IMS Architecture

- IMS architecture giving overview of structure and details of the elements.

The IMS architecture is relatively complicated and this can mean it is expensive to implement and also requires attention to understand.

The IMS architecture can be split down to make it more accessible to understand.

The IMS architecture consists of many different entities which may be collocated or distributed within the network.

IMS architecture basics

The architecture of an IMS system can be split into a number of main elements or areas:

  • User equipment:   As the name implies, the user equipment or UE is part of the IMS architecture resides with the user - it is the endpoint.
  • Access network:   This is the portion of the IMS architecture through which the overall network is accessed.
  • Core network:   This is a major element within the IMS architecture and provides all the core functionality.
  • Application layer:   The application layer contains the web portal and the application servers, which provide the end user with service and enhanced service controls. T

IMS architecture functional view

Although a complete architecture diagram is quite complicated, a general overview provides a more informative view.

A simplified view of the system architecture for an IMS network
Simplified view of the functional IMS architecture

The overall IMS architecture contains a number of main elements:

  • IMS CSCF - Call Session Control Server:   The IMS CSCF is the section of the architecture that provides the registration of the endpoints. It also provides routing for the SIP signalling messages. It also links to the interworking and transport layer to provide QoS. The IMS CSCF can be further split into further entities:

    • Server CSCF:  : This element in the overall IMS CSCF is a session control entity for endpoint devices and it maintains session state.
    • Proxy CSCF:  : This part of the IMS CSCF is the entry point to IMS for devices. The P-CSCF is the first point of contact for the UE and it forwards SIP messages to the user's home S-CSCF. It provides device control interworking security. Within the P-CSCF, the PCF or Policy Control Function provides QoS management.
    • Interrogating CSCF:  : This entity within the IMS CSCF is a session control entity for endpoint devices that maintains session state.
  • Home Subscriber Server, HSS:   This is an important element within the IMS architecture which provides the subscriber data base for the home network.
  • Breakout gateway control function, BGCF:   This entity within the IMS architecture selects the network in which a PSTN breakout is to occur. If this is to occur in the same network as the BGCF, then the BGCF selects a media gateway control function, MGCF
  • Media gateway control function, MGCF:   This entity interworks the SIP signalling. It manages the distribution of sessions across multiple media gateways.
  • Media server function control, MSCF:   This manages the use of resources on media servers.
  • SIP applications server, SIP-AS:   The SIP-AS is a service execution platform on which one or more services are deployed.

IMS core network

As the name implies the IMS core network is at the centre of the network, and accommodates some of the main features within the network as a whole.

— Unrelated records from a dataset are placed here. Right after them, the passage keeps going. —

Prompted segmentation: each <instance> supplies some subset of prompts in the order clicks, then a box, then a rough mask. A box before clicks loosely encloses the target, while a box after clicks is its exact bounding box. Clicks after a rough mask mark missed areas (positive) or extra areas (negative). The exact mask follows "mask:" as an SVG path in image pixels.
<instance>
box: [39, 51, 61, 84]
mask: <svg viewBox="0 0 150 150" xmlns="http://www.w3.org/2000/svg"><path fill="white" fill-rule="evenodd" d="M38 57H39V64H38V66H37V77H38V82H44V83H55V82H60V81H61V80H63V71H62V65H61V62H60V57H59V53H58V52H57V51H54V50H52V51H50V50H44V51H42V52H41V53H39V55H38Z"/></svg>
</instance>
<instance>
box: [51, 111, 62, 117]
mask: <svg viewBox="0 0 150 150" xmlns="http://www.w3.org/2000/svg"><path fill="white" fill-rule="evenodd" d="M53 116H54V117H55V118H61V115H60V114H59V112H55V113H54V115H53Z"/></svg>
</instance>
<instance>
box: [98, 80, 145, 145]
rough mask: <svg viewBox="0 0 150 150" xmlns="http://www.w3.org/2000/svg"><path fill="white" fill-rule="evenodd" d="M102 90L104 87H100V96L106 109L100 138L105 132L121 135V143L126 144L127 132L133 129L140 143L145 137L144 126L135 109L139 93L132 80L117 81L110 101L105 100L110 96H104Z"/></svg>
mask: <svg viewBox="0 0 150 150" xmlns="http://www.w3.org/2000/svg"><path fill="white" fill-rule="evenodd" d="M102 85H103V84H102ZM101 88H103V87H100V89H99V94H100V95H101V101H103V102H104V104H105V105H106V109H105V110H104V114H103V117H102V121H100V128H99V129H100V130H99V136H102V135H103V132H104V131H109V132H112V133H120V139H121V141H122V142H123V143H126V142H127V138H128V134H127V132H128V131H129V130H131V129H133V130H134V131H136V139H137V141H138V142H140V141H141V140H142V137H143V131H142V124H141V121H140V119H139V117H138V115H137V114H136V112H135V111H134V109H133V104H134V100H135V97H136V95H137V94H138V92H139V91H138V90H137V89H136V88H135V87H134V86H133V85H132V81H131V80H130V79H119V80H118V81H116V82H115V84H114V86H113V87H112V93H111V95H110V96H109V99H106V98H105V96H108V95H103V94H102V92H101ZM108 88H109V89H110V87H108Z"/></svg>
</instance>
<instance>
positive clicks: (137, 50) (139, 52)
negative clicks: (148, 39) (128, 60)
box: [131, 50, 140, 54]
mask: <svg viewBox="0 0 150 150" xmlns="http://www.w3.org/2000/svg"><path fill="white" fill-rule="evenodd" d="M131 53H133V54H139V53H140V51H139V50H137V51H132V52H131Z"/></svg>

Typically the entities within the core network address the functions with its basic operation.

Some of the main entities within the core network include:

  • P-CSCF
  • I-CSCF
  • S-CSCF
  • HSS

Much of the core network may be co-located, or alternatively it may be distributed around the network.

Although the path between entities located within the same premises may be shorter and occur more quickly, there are reasons for multiple deployment of the same entities around the network.

  • Network capacity is a key reason for multiple deployment. With load increasing it can be advantageous to have several instances of the same entity to cope with peak demand. Multiple HSSs may be needed to hold details of all the network subscribers, or multiple S-CSCFs may be needed to handle the peak number of SIP sessions that may occur.
  • Geographic distribution can provide real benefits if the network is distributed over a wide area. Although the system would operate if centred on a small area, geographic distribution can reduce the traffic as fewer nodes require to be accessed and latency can also be reduced.
  • Distributing the network over a wide area can add redundancy for instances when one centre may experience a power outage, etc. It is possible, for example for one S-CSCF to take over the user's registration dynamically from another, or HSS data may need to be accessed from different occurrences of the HSS. This approach adds significant resilience to the network and considerably increases the reliability.

IMS access network

The IMS access network is made up of those elements that are associated with communication from the core network to the outside world - external networks and users.

The IMS network can be accessed through various forms of IP Carrier Access Networks, IP-CAN.

The IP-CAN provides the IP connectivity as well as mobility. The IMS terminal sends control plane signalling and media transfer through the IP-CAN to the IMS core network.